Herba Santa, with its pretty purple flowers, is strong against infections. It has dark green foliage with a leafy texture and jagged edges. Soaked in hot water with honey, it is used as a cough syrup.

Herba Pasma, which has needle-shaped leaves and blooms in light yellow, thrives in areas that have been burned. A tea made with it is delicious and nutritious. Many people have used it as a remedy to clean blood or as a poultice on wounds, with good results.

Verbena grows, known for its cosmetic uses. It soothes dry skin and has a fresh, fine scent. It has long, dusty lavender-colored branches, growing low in a spreading habit.

Wild rosemary and mountain sage are here, feeding bees and hummingbirds.

Mushrooms, including chanterelles, grow in quiet valleys in years when rainfall is abundant. Ballots also appear, and from the slopes of the oaks the hen of the forest appears with its bright colors.

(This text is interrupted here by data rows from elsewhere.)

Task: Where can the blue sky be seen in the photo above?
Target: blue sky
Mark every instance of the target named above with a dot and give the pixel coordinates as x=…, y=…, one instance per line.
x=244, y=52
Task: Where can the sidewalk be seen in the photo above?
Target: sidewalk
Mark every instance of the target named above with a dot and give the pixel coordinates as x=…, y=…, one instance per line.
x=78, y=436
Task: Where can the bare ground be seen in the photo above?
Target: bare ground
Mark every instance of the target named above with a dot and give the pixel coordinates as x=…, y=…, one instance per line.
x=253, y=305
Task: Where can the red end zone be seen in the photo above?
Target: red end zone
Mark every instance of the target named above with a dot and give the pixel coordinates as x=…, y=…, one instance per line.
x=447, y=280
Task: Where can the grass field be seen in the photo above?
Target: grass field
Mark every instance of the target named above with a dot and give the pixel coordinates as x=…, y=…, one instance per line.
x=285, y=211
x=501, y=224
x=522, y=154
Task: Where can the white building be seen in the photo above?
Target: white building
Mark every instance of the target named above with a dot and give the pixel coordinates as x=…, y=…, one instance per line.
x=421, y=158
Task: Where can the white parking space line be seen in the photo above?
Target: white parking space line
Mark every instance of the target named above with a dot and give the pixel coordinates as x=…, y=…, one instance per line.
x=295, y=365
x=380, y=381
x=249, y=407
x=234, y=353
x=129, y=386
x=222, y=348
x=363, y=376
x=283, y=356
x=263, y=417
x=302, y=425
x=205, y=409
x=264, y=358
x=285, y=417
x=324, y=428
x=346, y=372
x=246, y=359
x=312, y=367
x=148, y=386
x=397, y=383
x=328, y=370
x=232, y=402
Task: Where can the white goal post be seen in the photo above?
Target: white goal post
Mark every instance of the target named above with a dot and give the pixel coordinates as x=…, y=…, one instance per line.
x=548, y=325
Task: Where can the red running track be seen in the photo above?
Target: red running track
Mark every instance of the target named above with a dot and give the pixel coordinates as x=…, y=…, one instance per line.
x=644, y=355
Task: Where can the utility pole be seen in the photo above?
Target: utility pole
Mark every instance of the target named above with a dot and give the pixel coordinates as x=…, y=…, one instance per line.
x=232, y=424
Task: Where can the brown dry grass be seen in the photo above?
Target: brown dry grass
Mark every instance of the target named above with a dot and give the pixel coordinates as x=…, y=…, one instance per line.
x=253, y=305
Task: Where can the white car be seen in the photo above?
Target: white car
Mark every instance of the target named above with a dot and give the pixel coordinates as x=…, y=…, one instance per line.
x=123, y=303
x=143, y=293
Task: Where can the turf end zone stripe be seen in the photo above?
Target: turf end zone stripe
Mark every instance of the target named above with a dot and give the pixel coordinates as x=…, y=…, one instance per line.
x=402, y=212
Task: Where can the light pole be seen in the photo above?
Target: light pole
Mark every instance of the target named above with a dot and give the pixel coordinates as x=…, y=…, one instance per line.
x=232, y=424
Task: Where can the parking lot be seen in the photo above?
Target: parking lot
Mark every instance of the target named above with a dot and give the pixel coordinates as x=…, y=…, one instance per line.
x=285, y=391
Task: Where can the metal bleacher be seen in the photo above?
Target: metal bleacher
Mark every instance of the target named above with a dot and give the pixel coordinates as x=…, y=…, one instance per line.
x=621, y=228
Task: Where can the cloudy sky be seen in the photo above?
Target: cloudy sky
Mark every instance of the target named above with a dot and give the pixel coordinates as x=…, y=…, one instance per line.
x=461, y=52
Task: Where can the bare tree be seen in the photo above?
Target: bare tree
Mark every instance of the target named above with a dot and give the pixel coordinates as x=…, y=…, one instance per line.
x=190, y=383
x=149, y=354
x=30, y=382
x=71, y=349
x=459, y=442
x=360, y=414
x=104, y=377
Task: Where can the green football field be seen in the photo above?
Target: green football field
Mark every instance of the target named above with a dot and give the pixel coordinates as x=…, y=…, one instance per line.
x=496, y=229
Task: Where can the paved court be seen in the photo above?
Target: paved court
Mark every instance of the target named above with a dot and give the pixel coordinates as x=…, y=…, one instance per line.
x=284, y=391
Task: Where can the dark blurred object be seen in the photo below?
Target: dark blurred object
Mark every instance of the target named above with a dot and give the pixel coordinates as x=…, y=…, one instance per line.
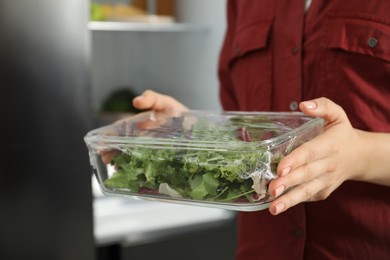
x=120, y=101
x=118, y=105
x=162, y=7
x=45, y=187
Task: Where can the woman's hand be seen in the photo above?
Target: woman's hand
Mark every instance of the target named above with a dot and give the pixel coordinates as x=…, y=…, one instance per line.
x=158, y=102
x=149, y=100
x=316, y=168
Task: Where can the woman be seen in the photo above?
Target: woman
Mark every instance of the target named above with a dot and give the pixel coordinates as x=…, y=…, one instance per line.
x=275, y=55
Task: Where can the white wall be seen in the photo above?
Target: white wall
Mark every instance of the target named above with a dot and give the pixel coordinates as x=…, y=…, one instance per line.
x=180, y=64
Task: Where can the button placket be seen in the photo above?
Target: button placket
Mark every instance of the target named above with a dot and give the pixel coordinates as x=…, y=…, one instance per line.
x=293, y=105
x=372, y=42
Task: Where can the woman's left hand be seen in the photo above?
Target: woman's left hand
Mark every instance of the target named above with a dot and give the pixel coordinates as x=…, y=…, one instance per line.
x=316, y=168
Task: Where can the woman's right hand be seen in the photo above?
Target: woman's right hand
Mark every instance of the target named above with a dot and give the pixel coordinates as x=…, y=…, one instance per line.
x=151, y=100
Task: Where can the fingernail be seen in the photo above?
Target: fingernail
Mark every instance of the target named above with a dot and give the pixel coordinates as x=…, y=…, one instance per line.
x=279, y=190
x=310, y=104
x=286, y=171
x=280, y=207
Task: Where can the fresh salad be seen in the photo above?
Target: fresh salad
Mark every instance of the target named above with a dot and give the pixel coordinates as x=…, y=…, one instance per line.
x=240, y=172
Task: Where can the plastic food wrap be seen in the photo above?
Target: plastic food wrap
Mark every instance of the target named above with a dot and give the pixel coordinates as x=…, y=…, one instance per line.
x=215, y=159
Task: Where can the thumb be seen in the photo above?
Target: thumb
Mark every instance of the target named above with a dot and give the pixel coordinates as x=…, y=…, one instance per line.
x=324, y=108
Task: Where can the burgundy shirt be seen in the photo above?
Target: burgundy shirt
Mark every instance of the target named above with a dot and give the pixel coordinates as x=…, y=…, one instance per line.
x=275, y=56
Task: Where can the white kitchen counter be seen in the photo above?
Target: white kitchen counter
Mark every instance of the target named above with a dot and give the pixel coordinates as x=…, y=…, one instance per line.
x=129, y=222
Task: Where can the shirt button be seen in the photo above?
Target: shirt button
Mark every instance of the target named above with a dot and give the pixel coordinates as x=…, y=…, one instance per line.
x=298, y=232
x=372, y=42
x=293, y=106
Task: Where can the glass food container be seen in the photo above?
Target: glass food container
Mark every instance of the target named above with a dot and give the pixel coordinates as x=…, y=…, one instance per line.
x=204, y=158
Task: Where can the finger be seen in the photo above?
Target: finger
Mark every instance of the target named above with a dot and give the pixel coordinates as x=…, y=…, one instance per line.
x=107, y=156
x=305, y=154
x=158, y=102
x=323, y=168
x=324, y=108
x=304, y=192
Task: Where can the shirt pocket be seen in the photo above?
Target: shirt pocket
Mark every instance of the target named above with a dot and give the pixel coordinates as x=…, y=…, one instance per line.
x=355, y=65
x=250, y=65
x=358, y=33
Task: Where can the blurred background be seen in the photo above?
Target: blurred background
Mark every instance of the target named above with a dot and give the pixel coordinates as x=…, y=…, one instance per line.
x=68, y=66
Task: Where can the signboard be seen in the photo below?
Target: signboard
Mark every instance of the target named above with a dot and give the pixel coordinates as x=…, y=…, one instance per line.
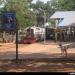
x=8, y=21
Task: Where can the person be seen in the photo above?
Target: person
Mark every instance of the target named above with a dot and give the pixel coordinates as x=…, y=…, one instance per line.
x=63, y=49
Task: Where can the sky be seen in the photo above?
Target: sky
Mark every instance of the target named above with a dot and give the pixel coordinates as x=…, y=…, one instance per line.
x=34, y=1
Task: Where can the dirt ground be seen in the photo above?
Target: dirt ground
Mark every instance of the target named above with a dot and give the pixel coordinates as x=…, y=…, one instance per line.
x=42, y=55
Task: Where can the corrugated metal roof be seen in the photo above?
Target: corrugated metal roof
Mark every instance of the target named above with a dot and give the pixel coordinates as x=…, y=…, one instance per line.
x=62, y=14
x=68, y=17
x=67, y=22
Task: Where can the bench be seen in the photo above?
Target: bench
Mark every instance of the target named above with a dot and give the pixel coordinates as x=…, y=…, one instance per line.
x=64, y=48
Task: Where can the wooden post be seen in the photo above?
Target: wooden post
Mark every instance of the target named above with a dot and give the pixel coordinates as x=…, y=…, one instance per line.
x=16, y=41
x=55, y=31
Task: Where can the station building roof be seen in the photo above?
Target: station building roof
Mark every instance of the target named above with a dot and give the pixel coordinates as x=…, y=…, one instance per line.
x=67, y=16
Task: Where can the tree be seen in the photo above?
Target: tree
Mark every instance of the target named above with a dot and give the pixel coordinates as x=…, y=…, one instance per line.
x=24, y=16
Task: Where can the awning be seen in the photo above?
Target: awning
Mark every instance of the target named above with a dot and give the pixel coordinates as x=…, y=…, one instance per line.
x=62, y=14
x=70, y=21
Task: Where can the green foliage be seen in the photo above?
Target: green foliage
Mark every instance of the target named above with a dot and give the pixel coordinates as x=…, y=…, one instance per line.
x=24, y=16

Native Americans gathered grasshoppers in the summer and also brought shellfish up into the mountains to feast. they camped here a lot during acorn season to gather the rich source of protein and to hunt.

Game swarms through the basin, including deer, pigeons, quail, and squirrels. Those who lived off the land would have a lot of work, but they sure ate well. Of course, these wild foods were supplemented by cultivated and domesticated ones. However, the bounty of nature would sustain those who were able to persevere.